Today people in the U.S. and Canada often hear people talking about seeing—or not seeing—shadows, because it is Groundhog Day. But we can talk about another kind of shadow as well. When a student job shadows, that student spends time with a worker on a job that the student finds interesting. During this time, the student can observe actual work tasks and learn more about that occupation—the goal being that the student can decide whether or not to further pursue that career path.
It's rather like “Take Your Daughter/Son to Work Day,” but rather than going to work with parents, students can go to work with any relative, friend, or even stranger who does the particular job that student is interested in.

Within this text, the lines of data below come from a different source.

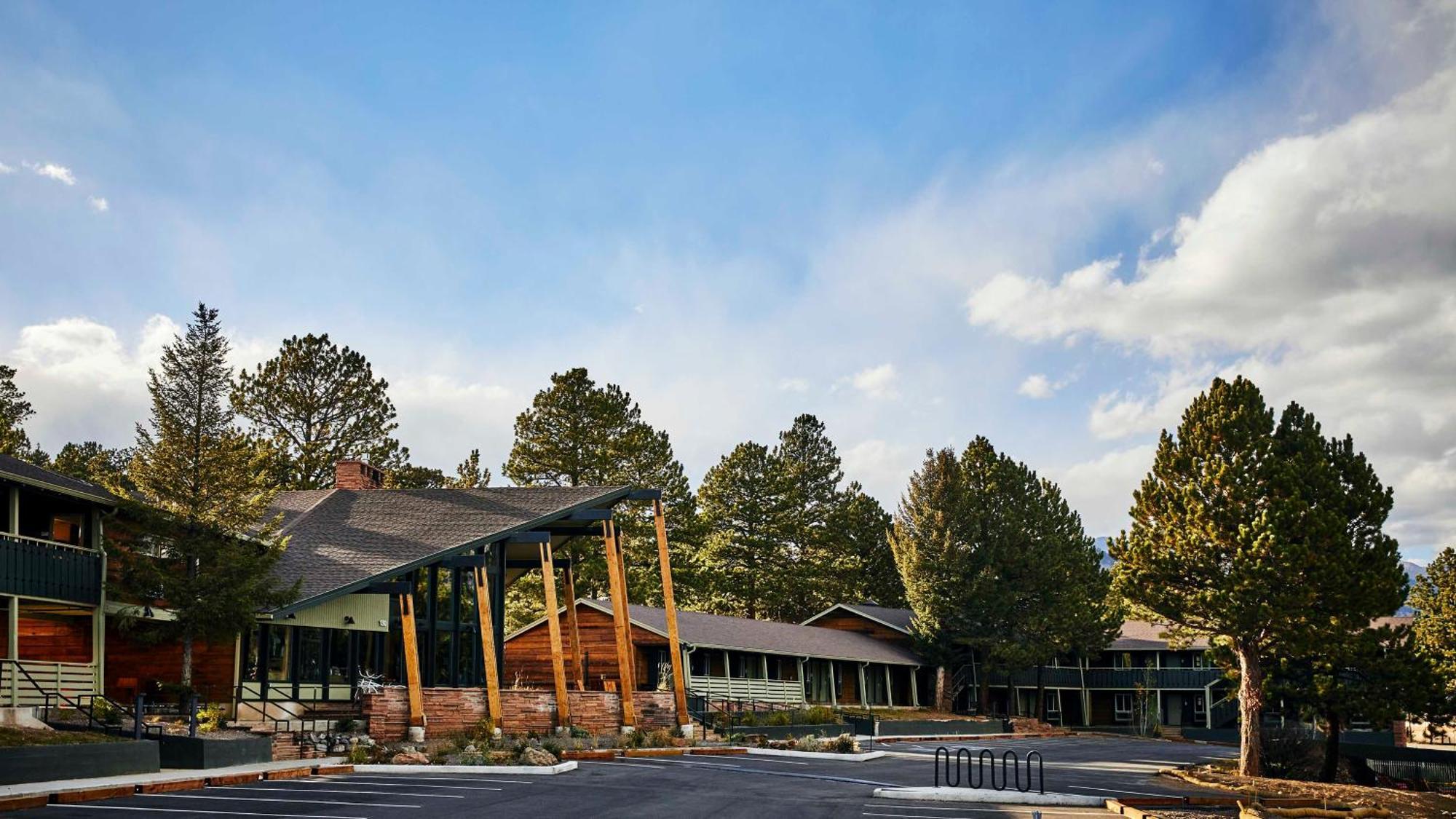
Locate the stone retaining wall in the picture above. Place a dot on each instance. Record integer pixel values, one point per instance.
(452, 710)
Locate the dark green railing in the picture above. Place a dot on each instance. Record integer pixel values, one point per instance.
(43, 569)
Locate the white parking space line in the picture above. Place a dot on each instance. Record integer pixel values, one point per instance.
(1116, 790)
(401, 783)
(365, 791)
(209, 812)
(276, 799)
(388, 778)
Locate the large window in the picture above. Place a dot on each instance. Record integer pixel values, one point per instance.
(1123, 707)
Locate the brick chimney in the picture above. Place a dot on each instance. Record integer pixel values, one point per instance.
(357, 475)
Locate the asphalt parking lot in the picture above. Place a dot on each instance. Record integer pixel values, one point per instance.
(735, 786)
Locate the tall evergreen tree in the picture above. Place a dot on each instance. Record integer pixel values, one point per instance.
(15, 410)
(1371, 673)
(200, 500)
(580, 435)
(1435, 602)
(743, 505)
(318, 404)
(1259, 535)
(997, 566)
(98, 464)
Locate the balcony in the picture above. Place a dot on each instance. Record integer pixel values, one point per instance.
(33, 567)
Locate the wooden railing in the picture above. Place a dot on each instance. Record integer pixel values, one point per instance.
(33, 567)
(739, 688)
(27, 682)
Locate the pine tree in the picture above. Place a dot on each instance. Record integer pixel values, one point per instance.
(15, 410)
(1371, 673)
(1259, 535)
(98, 464)
(320, 404)
(997, 566)
(1435, 602)
(580, 435)
(470, 474)
(200, 500)
(742, 503)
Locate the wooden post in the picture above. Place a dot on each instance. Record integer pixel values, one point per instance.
(487, 620)
(622, 624)
(666, 563)
(554, 628)
(573, 630)
(417, 697)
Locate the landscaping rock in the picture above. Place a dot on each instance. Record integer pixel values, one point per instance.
(538, 756)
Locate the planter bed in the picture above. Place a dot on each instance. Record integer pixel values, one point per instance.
(207, 752)
(43, 762)
(717, 751)
(864, 756)
(481, 769)
(654, 751)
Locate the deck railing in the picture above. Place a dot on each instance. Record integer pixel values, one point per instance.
(33, 567)
(740, 688)
(27, 682)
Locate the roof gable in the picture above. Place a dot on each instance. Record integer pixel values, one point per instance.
(341, 539)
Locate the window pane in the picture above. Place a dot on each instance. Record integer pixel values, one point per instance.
(311, 654)
(339, 656)
(279, 653)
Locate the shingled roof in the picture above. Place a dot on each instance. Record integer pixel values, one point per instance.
(743, 634)
(895, 618)
(28, 472)
(343, 539)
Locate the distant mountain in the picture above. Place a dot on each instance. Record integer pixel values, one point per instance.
(1413, 570)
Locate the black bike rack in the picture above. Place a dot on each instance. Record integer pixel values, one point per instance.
(976, 775)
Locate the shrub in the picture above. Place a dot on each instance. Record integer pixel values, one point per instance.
(842, 743)
(818, 716)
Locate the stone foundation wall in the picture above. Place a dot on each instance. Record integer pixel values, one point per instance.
(452, 710)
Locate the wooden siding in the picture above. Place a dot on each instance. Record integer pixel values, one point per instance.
(53, 637)
(850, 621)
(136, 662)
(528, 654)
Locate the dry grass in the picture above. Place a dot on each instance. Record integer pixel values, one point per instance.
(1401, 802)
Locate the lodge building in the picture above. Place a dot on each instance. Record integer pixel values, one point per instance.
(407, 589)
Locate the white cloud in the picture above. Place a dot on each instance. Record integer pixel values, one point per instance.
(1040, 387)
(794, 385)
(53, 171)
(1324, 267)
(877, 382)
(1101, 490)
(882, 467)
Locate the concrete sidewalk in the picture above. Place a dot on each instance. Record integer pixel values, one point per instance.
(173, 778)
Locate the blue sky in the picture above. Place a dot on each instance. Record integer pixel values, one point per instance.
(742, 212)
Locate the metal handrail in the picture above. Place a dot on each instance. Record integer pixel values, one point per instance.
(46, 542)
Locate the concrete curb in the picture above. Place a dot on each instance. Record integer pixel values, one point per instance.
(866, 756)
(478, 769)
(991, 796)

Find out more about job shadowing at About-dot-com.
- Make shadow puppet and set up a shadow stage so you can put on a shadow play.
What does shadow mean?
We talked about a shadow you can see if it's sunny, and we have talked about job shadowing to find out more about an interesting occupation...but what does the word shadow (or shadows) mean in these sentences?
- They live under the shadow of terrorism.
- Bettie's dog was her shadow.
- Jax said he was certain beyond a shadow of a doubt.
- It turned out that the spies were dealing with a shadow government.
- The detective will shadow the suspect all day today.
- The ex-president was just a shadow of his former self.
- The evil queen wore far too much eye shadow.
- The White Mountains are in the rain shadow of the Sierra Mountains.
- My dad goes for the five-o-clock-shadow look.